Tuesday, March 17, 2015

Learning Letter - "To Post, or Not to Post"

To Respond, or Not to Respond

                While this class was an incredible amount of work, I am stepping away from it with a sense of accomplishment.  In all of the years that I have gone to school, and those are many, this quarter has been the most intense and daunting ever.  Even when I did the original fifteen lessons (for the “composition” unit) they took so much out of me, mentally, that I almost started crying when I found out that it was all (almost) for naught.  I guess I am a stereotypical male in that I don’t (didn’t) read the directions before beginning.  I was just so excited to get going!  I have loved education for most of my life, were it Sunday School or teaching my own kids.  Being in any education class gives me a sense of excitement. 

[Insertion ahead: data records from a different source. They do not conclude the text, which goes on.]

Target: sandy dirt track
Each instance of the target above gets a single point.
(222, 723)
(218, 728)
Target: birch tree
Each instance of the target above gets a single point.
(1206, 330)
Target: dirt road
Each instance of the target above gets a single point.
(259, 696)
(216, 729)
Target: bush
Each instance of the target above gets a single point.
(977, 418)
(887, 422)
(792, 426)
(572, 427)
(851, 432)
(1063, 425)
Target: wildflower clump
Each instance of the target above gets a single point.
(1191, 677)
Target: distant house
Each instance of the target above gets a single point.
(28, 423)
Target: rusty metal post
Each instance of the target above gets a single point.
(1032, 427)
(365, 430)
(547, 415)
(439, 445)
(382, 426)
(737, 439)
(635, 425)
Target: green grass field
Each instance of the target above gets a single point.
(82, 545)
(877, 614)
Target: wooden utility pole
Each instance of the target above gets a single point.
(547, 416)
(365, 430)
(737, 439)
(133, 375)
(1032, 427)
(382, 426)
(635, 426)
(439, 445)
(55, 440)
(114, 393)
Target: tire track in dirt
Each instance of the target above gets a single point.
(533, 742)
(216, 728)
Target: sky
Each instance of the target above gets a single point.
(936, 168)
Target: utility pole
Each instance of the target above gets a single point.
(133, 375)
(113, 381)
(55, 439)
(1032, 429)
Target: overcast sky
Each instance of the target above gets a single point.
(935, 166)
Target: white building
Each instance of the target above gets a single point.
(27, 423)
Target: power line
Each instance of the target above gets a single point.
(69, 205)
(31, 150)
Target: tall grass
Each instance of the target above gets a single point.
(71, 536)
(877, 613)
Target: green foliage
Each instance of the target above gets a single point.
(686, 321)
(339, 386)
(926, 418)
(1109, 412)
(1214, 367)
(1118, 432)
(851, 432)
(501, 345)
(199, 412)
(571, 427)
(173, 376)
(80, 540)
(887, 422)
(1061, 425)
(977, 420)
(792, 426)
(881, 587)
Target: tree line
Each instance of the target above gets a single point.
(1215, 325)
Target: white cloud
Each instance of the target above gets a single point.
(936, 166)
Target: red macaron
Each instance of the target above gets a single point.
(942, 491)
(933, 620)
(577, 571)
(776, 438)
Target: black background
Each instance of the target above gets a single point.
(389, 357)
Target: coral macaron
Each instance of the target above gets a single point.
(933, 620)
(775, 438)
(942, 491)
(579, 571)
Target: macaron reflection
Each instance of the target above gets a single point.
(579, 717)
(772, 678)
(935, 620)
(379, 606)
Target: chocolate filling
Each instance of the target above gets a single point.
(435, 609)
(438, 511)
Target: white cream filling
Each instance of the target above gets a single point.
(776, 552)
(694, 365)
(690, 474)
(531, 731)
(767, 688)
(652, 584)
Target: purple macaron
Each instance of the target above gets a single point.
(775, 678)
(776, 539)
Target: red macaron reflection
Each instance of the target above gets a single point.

                The assignments I worked on this quarter broadened my horizons.  From learning how to create a blog to learning eight other works of literature in one day, I feel more prepared for what is to come.  The blog was fun, because it is something that I always wanted to learn how to do.  The book talk was fun as well as well as enlightening, because it gave me the chance to talk about something that I have great appreciation for.

                The literature mini-lesson went well, but not as well as I would have liked.  Again, I included something that I hold dear to my heart.  Comic books provided an escape for my life as a kid and young adult, and I was thrilled when I noticed similar storytelling styles in the Sherman Alexie text.  In my mind I envisioned me teaching a great lesson with the “students” ending the lesson with sloppy smiles on their faces.  They didn’t have to be singing halleluiah, but I wasn’t trying to count my chickens too early.  When I began to teach the lesson though, two things frustrated me: that the “students” weren’t accessing the information as well as I wanted them to, and that time was slipping away far too quickly!  I would love to, in the future, take some time to give this lesson the treatment it deserves—a full class time, while integrating some of the information and techniques that I observed from the other mini lessons.  The “negative” vs. “positive” space ideas were genius.  Also, this lesson does require some serious modeling!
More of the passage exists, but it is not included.